Ancak her terapi yönteminde olduğu gibi, EMDR'nin etkinliği bireyden bireye değişebilir. Terapinin etkili olabilmesi için, uygun eğitim almış bir terapist tarafından yönlendirilmesi önemlidir. Ayrıca, terapinin başarısı bireyin terapi sürecine katılımı ve motivasyonuyla da ilişkilidir.
Genel olarak, EMDR'nin travma sonrası durumlar için etkili bir terapi seçeneği olduğu ve birçok kişiye semptomları yönetme ve iyileşme sürecinde yardımcı olduğu kabul edilmektedir.
Online EMDR terapisi için adımlar ve uygulama süreci, katılımcılara etkili bir şekilde yardımcı olacak şekilde tasarlanmıştır. Bu süreçle ilgili bilmeniz gerekenler:
Uygun Alanın Hazırlanması: Terapiye başlamadan önce, kesintisiz ve özel bir alan ayarlamak önemlidir. Bu alan, terapinin etkinliğini artıracak bir ortam sağlamalıdır. Bilgisayarınız veya terapi için kullanacağınız cihazın kamerası ve mikrofonu etkin bir şekilde çalışmalı ve güçlü bir internet bağlantınız olmalıdır.
Teknik Hazırlıklar: Terapi seansı için gerekli teknik araçların (örneğin Skype veya özel EMDR uygulamaları) kurulumunu ve çalışır durumda olduğunu kontrol edin. Terapistiniz, kullanacağınız platformla ilgili talimatları önceden sağlayacaktır.

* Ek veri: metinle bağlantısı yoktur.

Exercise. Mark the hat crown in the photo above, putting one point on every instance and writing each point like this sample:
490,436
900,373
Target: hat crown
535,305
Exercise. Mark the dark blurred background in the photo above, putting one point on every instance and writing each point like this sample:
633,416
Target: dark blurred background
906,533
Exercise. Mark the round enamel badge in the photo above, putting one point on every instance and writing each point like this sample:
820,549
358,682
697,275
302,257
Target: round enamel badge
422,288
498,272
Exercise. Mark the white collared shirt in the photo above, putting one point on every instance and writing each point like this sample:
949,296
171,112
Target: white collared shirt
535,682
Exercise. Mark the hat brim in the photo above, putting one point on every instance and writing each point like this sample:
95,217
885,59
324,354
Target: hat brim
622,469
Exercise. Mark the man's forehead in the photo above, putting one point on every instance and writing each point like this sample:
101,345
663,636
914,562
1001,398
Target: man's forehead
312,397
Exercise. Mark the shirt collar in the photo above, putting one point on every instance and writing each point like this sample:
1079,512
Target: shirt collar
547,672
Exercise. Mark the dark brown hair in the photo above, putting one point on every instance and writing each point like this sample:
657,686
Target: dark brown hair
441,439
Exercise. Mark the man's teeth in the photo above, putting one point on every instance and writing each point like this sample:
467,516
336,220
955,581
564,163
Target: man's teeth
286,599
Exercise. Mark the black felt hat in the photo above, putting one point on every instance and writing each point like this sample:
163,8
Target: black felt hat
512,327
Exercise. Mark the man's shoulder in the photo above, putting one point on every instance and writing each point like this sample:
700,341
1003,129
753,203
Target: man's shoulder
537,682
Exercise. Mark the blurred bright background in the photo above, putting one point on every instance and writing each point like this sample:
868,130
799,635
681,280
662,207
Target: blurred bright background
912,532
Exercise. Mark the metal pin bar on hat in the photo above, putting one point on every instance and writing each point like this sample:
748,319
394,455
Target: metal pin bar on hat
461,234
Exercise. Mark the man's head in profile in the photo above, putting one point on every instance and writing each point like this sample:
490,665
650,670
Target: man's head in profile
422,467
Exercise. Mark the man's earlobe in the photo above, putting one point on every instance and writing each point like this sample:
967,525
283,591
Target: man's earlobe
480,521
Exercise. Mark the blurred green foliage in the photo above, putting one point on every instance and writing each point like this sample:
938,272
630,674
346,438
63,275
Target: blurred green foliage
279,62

Seansın Yapısı: Terapi sırasında, terapistiniz sizinle belirlenen bir takım çalışmalar yapacak. Bu çalışmalar, genellikle belirli anıları hatırlama ve bunlara eşlik eden göz hareketlerini gerçekleştirme üzerine kuruludur. Online ortamda, terapistiniz göz hareketlerinizi yönlendirmek için ekran üzerinde hareketler yapabilir veya size hareketleri takip etmeniz için talimatlar verebilir.

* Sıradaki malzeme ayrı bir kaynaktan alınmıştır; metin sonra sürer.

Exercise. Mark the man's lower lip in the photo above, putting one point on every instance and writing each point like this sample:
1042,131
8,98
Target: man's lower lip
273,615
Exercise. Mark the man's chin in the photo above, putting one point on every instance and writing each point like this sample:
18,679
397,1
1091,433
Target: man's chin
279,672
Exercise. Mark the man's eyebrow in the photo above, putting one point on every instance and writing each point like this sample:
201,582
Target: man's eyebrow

Göz Hareketleri: Online EMDR terapisinde, göz hareketleri genellikle terapistin yönlendirmesiyle veya terapi yazılımının sağladığı görsel uyarıcılarla gerçekleştirilir. Bu yöntem, beynin travmatik anıları işlemesine ve duygusal yükün hafifletilmesine yardımcı olur.
Güvenlik ve Destek: Online terapi sırasında güvenlik ve destek ön plandadır. Terapistiniz, seans öncesinde, sırasında ve sonrasında size destek olmak için mevcut olacak ve herhangi bir zorlukla başa çıkmanıza yardımcı olacak stratejiler sunacaktır.
Sürekli İletişim: Terapi süreci boyunca, terapistinizle düzenli iletişim halinde olmak, terapinin etkinliğini artırır. Seanslar arasında yaşadığınız değişiklikleri, duyguları veya soruları terapistinizle paylaşmak önemlidir.
Bu adımlar ve yönergeler, online EMDR terapisine katılımınızın mümkün olduğunca sorunsuz ve etkili olmasını sağlamak için tasarlanmıştır. Terapistinizle işbirliği içinde, bu sürecin size en büyük faydayı sağlamasını hedeflemelisiniz.